Jenna made a helpless gesture. “That, and every possibility in between," she said. “I don’t know. I didn’t say they were viruses. I just said that was the thrust of the message they left—in me. I saw it. Twice.” Her lips were quivering again.

“All right,” I said, and tried to give her a reassuring smile. Though I didn’t particularly feel that way. “And was that all there was? That was the entire text on the screen?”

“That’s the substance of the message,” Jenna said. “There was something more at the end—a sort of notice I guess.”

“Tell it to me,” I prompted.

She closed her eyes, as if trying to get these words exactly. Apparently she felt they in themselves posed no threat. “Anyone who reads these words, who possesses our codes, is free to use them. As allowed under our Copyright Notice.”

“Copyright Notice?” So there it was. I was glad Jenna was at last being honest with me.
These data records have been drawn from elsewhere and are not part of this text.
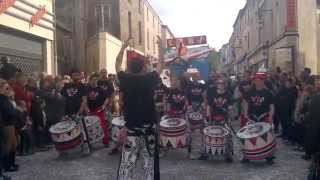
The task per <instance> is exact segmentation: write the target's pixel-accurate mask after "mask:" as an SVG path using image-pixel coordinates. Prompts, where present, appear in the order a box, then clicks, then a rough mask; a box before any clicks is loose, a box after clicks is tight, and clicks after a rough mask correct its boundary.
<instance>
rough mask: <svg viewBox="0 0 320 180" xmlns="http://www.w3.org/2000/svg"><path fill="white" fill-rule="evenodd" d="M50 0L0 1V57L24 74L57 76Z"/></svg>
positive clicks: (52, 20) (52, 11)
mask: <svg viewBox="0 0 320 180" xmlns="http://www.w3.org/2000/svg"><path fill="white" fill-rule="evenodd" d="M54 17H55V15H54V8H53V1H52V0H47V1H43V0H6V1H0V58H1V57H2V56H7V57H9V58H10V63H13V64H15V65H16V66H17V67H18V68H19V69H21V71H23V72H25V73H33V72H46V73H48V74H56V70H57V66H56V58H55V41H54V39H55V18H54Z"/></svg>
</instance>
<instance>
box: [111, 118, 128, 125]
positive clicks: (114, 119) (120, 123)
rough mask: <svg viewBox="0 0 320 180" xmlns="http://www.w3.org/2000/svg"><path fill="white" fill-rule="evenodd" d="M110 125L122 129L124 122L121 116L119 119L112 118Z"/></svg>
mask: <svg viewBox="0 0 320 180" xmlns="http://www.w3.org/2000/svg"><path fill="white" fill-rule="evenodd" d="M112 124H113V125H116V126H121V127H123V126H124V125H125V124H126V122H125V121H124V118H123V116H120V117H116V118H113V119H112Z"/></svg>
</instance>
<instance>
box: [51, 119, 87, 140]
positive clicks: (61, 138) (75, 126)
mask: <svg viewBox="0 0 320 180" xmlns="http://www.w3.org/2000/svg"><path fill="white" fill-rule="evenodd" d="M61 123H63V122H61ZM58 124H59V123H58ZM58 124H56V125H58ZM49 131H50V134H51V139H52V141H53V142H57V143H61V142H68V141H71V140H73V139H75V138H77V137H78V136H80V135H81V127H80V126H78V125H77V124H76V123H74V127H72V128H71V129H70V130H68V131H65V132H61V133H57V132H54V130H53V128H50V130H49Z"/></svg>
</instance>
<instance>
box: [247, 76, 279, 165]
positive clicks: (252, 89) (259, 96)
mask: <svg viewBox="0 0 320 180" xmlns="http://www.w3.org/2000/svg"><path fill="white" fill-rule="evenodd" d="M266 77H267V75H266V74H265V73H256V74H255V76H254V80H253V83H254V88H253V89H252V90H251V91H250V92H249V93H248V97H247V98H246V101H247V103H248V110H247V112H245V118H246V119H247V120H248V121H249V123H250V121H251V122H253V123H254V122H266V123H270V124H272V125H273V114H274V104H273V96H272V94H271V92H270V91H269V90H267V89H266V87H265V83H264V80H265V78H266ZM274 158H275V157H274V156H273V155H270V157H267V158H266V160H267V162H268V163H270V164H272V163H273V159H274ZM242 162H248V160H246V159H243V160H242Z"/></svg>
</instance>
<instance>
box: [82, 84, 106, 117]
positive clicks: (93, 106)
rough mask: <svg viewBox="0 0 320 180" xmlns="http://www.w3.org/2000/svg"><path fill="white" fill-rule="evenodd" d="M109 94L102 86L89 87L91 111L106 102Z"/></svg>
mask: <svg viewBox="0 0 320 180" xmlns="http://www.w3.org/2000/svg"><path fill="white" fill-rule="evenodd" d="M107 97H108V94H107V92H106V91H105V90H103V89H102V88H101V87H88V90H87V101H88V107H89V109H90V111H95V110H97V109H98V108H101V106H102V105H103V104H104V102H105V100H106V98H107Z"/></svg>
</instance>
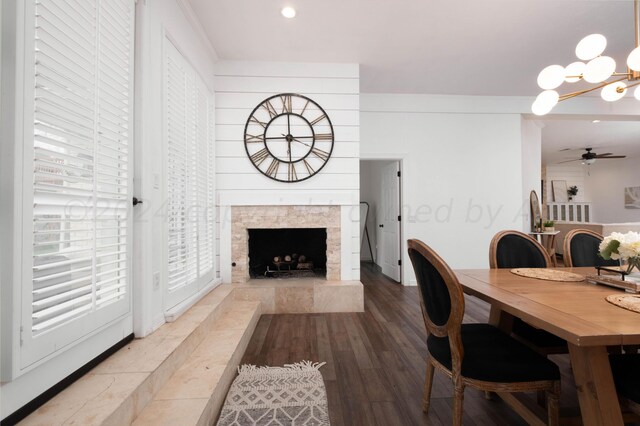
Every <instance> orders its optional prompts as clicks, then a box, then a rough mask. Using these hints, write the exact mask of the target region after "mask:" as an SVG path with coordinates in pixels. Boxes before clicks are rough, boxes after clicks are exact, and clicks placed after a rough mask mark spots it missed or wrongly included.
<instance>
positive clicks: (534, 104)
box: [531, 0, 640, 164]
mask: <svg viewBox="0 0 640 426" xmlns="http://www.w3.org/2000/svg"><path fill="white" fill-rule="evenodd" d="M639 2H640V0H634V21H635V34H636V47H635V49H633V50H632V51H631V53H630V54H629V56H628V57H627V66H628V68H627V72H616V62H615V60H614V59H613V58H611V57H609V56H603V55H602V54H603V53H604V50H605V49H606V47H607V39H606V38H605V37H604V36H603V35H602V34H591V35H588V36H586V37H584V38H583V39H582V40H580V42H579V43H578V45H577V46H576V56H577V57H578V59H581V60H582V61H587V62H586V63H585V62H582V61H576V62H572V63H571V64H569V65H567V66H566V67H563V66H562V65H549V66H548V67H546V68H544V69H543V70H542V71H541V72H540V74H539V75H538V86H540V88H541V89H543V90H544V91H543V92H542V93H540V95H538V97H537V98H536V100H535V101H534V102H533V104H532V105H531V111H532V112H533V113H534V114H536V115H545V114H548V113H549V112H550V111H551V110H552V109H553V107H554V106H555V105H556V104H557V103H558V102H560V101H564V100H567V99H571V98H574V97H576V96H580V95H583V94H585V93H589V92H592V91H594V90H598V89H602V91H601V93H600V95H601V97H602V99H604V100H605V101H608V102H614V101H617V100H619V99H622V98H623V97H624V96H625V95H626V94H627V91H628V89H630V88H632V87H636V86H637V87H636V89H635V90H634V97H635V98H636V99H638V100H640V24H639V21H640V7H639ZM612 77H618V79H613V80H610V79H611V78H612ZM581 80H583V81H585V82H587V83H591V84H596V86H595V87H591V88H589V89H584V90H580V91H577V92H572V93H567V94H564V95H558V93H557V92H556V91H555V90H553V89H557V88H558V87H560V86H561V85H562V83H563V82H566V83H576V82H578V81H581ZM623 80H628V82H629V83H623V82H622V81H623ZM549 92H553V93H549ZM589 164H590V163H589Z"/></svg>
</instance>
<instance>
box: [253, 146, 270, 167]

She shrugged. “That’s what the ASCII translation table printed out in English. The newer approaches try to go for figurative rather than literal translations where possible—they convey the culture with more flair, though increase the likelihood of error. The proto-Indo-European was closer to Proclamation of Possession, or maybe Announcement of Ownership Privileges—I’ve become an expert on that damn language, already, believe me. Truthfully, we didn’t pay all that much attention to that last part. The stuff in the body of the message seemed much more important.”